Volkswagen’s $1.4 Billion Tax Battle: A Test of Trust for Foreign Investors in India
Volkswagen is embroiled in a $1.4 billion tax dispute with India over import duties, raising fears among foreign investors about lengthy investigations. The Indian government argues that granting Volkswagen's request to dismiss the tax demand would encourage companies to withhold information. The case is crucial for Volkswagen's position in India.

India's government has warned of 'catastrophic consequences' if Volkswagen's demand to overturn a $1.4 billion tax bill is approved, according to court filings reviewed by sources familiar with the matter. The significant back taxes on import duties follow a thorough review of Volkswagen's shipments over a period of 12 years.
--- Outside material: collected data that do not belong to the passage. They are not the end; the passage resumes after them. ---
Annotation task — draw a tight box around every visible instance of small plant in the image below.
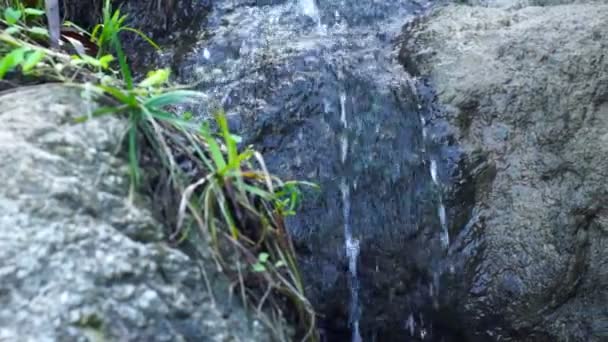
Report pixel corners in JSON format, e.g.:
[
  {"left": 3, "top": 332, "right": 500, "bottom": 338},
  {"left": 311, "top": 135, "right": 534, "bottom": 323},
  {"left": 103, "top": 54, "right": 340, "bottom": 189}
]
[
  {"left": 252, "top": 252, "right": 270, "bottom": 272},
  {"left": 1, "top": 1, "right": 319, "bottom": 340}
]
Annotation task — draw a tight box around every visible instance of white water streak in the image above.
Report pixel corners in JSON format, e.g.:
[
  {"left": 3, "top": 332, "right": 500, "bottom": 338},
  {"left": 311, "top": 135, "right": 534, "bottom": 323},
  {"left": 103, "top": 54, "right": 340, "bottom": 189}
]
[
  {"left": 340, "top": 92, "right": 349, "bottom": 163},
  {"left": 419, "top": 113, "right": 450, "bottom": 248},
  {"left": 430, "top": 159, "right": 438, "bottom": 185},
  {"left": 339, "top": 91, "right": 361, "bottom": 342},
  {"left": 298, "top": 0, "right": 325, "bottom": 34}
]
The automaker, describing the situation as a 'matter of life and death' for its India business, is locked in a legal battle with the tax authorities in Mumbai's high court. Allegations suggest that Volkswagen misclassified imports to dodge higher tariffs, accusations the corporation is vigorously contesting.
This case comes against the backdrop of Prime Minister Narendra Modi's push to lure foreign investors with commitments of streamlined regulations. Yet, unresolved long-standing tax disputes remain a hindrance. Should Volkswagen lose, it faces a possible $2.8 billion penalty, intensifying concerns among foreign businesses in India.